Since the new-media press has been gushing about e-newsletter start-ups for the past few hours, here's another tidbit: UrbanDaddy, a daily missive about luxury culture for the young and hedonistic, is set to announce its Miami regional edition, adding to New York, San Francisco, Los Angeles, Las Vegas, and a "Jetset" travel edition. (For the record, that's "daddy" as in "mack daddy," as this e-newsletter clearly has zilch to do with parenting.)

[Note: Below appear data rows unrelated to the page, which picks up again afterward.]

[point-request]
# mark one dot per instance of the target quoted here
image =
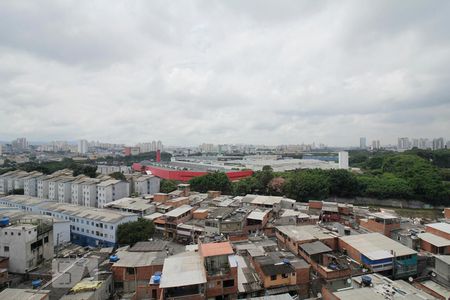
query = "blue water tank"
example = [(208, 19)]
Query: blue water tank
[(36, 283), (113, 258), (4, 221), (156, 279), (332, 266), (366, 280)]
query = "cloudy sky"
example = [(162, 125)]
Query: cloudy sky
[(187, 72)]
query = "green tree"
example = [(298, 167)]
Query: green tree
[(133, 232), (385, 186), (217, 181), (307, 184), (245, 186), (118, 176), (167, 186), (343, 183)]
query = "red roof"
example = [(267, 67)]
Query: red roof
[(216, 249), (187, 175)]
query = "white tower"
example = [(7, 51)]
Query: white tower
[(343, 160)]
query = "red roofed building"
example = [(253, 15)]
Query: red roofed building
[(221, 269), (182, 175)]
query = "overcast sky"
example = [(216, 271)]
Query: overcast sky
[(187, 72)]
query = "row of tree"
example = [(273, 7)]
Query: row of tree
[(129, 160), (53, 166), (399, 176)]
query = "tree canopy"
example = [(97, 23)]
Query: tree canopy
[(167, 186), (133, 232), (217, 181)]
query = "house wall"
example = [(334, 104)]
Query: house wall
[(437, 232)]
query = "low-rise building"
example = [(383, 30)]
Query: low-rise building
[(146, 185), (88, 226), (380, 254), (29, 294), (383, 223), (139, 206), (376, 287), (30, 184), (25, 244), (111, 190), (167, 225), (292, 237)]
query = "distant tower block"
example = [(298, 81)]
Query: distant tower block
[(158, 155), (343, 160)]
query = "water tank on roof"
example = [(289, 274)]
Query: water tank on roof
[(156, 279), (4, 222), (366, 280), (113, 258), (36, 283)]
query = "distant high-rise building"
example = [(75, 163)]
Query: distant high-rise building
[(438, 143), (376, 145), (423, 143), (403, 143), (343, 160), (207, 148), (362, 143), (82, 146), (20, 144)]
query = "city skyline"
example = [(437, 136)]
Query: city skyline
[(224, 72)]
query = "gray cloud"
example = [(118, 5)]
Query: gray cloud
[(224, 71)]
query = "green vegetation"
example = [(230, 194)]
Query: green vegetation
[(133, 232), (118, 176), (217, 181), (167, 186), (412, 175), (129, 160), (53, 166)]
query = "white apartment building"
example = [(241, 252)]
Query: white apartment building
[(43, 183), (26, 245), (65, 189), (111, 190), (106, 170), (4, 180), (88, 226), (30, 184), (89, 192), (53, 189), (146, 185), (343, 160), (77, 191), (15, 180), (82, 146)]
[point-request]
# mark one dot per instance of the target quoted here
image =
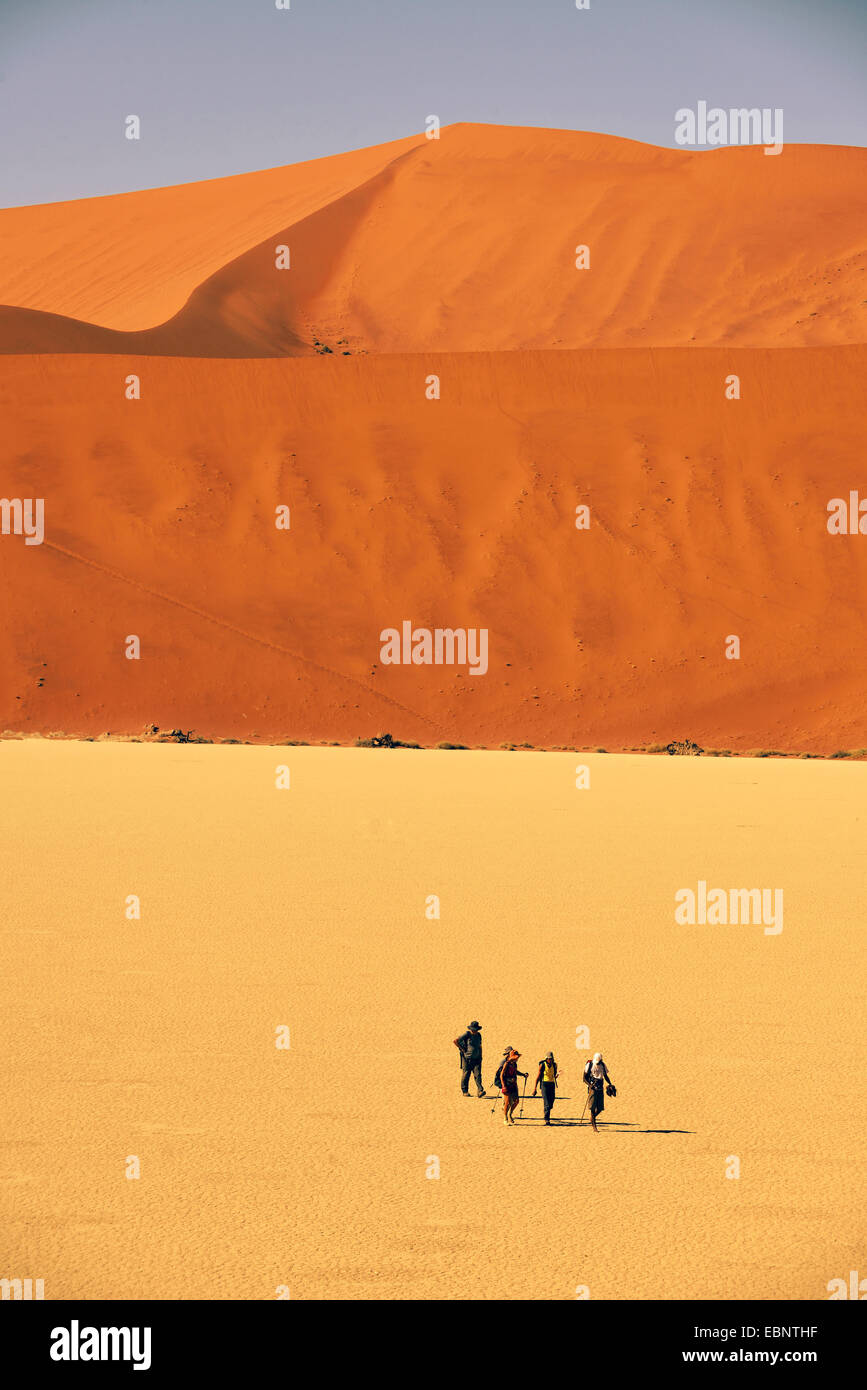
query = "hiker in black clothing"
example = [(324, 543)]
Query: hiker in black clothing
[(546, 1077), (470, 1047)]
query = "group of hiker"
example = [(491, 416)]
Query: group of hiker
[(506, 1079)]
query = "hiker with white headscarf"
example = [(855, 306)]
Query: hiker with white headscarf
[(599, 1084)]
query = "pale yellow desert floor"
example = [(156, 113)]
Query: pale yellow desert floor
[(306, 906)]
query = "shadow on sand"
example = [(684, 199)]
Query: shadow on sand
[(623, 1126)]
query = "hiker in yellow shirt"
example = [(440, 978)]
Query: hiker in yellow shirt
[(546, 1077)]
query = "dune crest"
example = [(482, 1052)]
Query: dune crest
[(463, 243)]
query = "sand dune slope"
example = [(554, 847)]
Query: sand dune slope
[(460, 243), (707, 520)]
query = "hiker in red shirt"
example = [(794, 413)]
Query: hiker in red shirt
[(509, 1084)]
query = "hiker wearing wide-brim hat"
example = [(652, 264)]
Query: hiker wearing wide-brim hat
[(470, 1047), (599, 1084), (509, 1084), (546, 1077)]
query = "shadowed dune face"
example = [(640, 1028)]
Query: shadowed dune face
[(707, 519), (460, 243)]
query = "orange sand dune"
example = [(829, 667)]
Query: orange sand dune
[(452, 245), (707, 519), (131, 260)]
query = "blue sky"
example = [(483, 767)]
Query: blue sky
[(224, 86)]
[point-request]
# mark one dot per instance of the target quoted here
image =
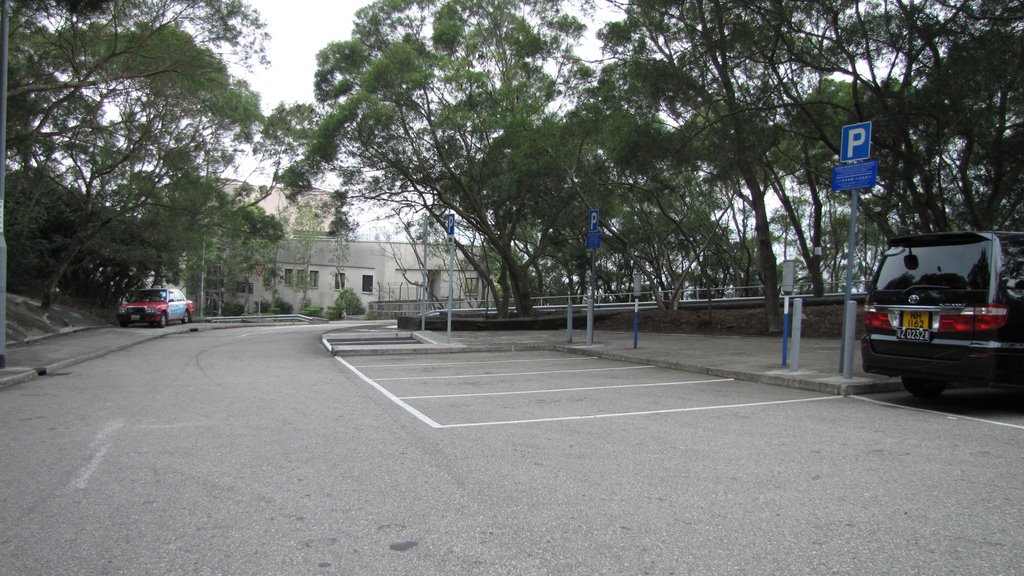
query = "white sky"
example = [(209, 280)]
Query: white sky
[(298, 30)]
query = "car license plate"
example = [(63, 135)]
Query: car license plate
[(914, 325)]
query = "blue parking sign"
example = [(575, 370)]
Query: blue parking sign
[(856, 142)]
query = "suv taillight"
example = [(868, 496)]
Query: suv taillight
[(991, 317), (876, 319)]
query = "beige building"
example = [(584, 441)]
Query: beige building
[(386, 276)]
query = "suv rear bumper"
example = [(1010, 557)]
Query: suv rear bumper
[(971, 365), (144, 317)]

UrbanDaddy, which has about 315,000 subscribers and says it's doubling that year-over-year, is particularly notable for two quirky reasons: one, you have to be referred by a friend to join, which puts a choke on viral growth and keeps subscriber numbers on the low end, but gives it cachet. Two, it's a New York-based newsletter start-up that's never been affiliated with the Pilot Group--more unusual than you might think. That investment firm, headed by former MTV and AOL exec Bob Pittman, has quite the penchant for the newsletter niche: it took a majority stake in and then flipped Ideal Bite to Disney earlier this year, and reportedly has just sold DailyCandy to Comcast for $125 million.
It's likely that a sizeable portion of UrbanDaddy's readership can't actually afford the bottle-service nightclubs, private islands in the Baltic, and travel packages to eco-friendly Caribbean golf resorts that are detailed in its daily e-mails. But the company can score advertisements from high-end fashion and liquor brands that are within reach of the guys who want Ferraris, and that's what brings in the cash. (The site has not disclosed revenues.)
UrbanDaddy also operates a small men's fashion blog, Kempt.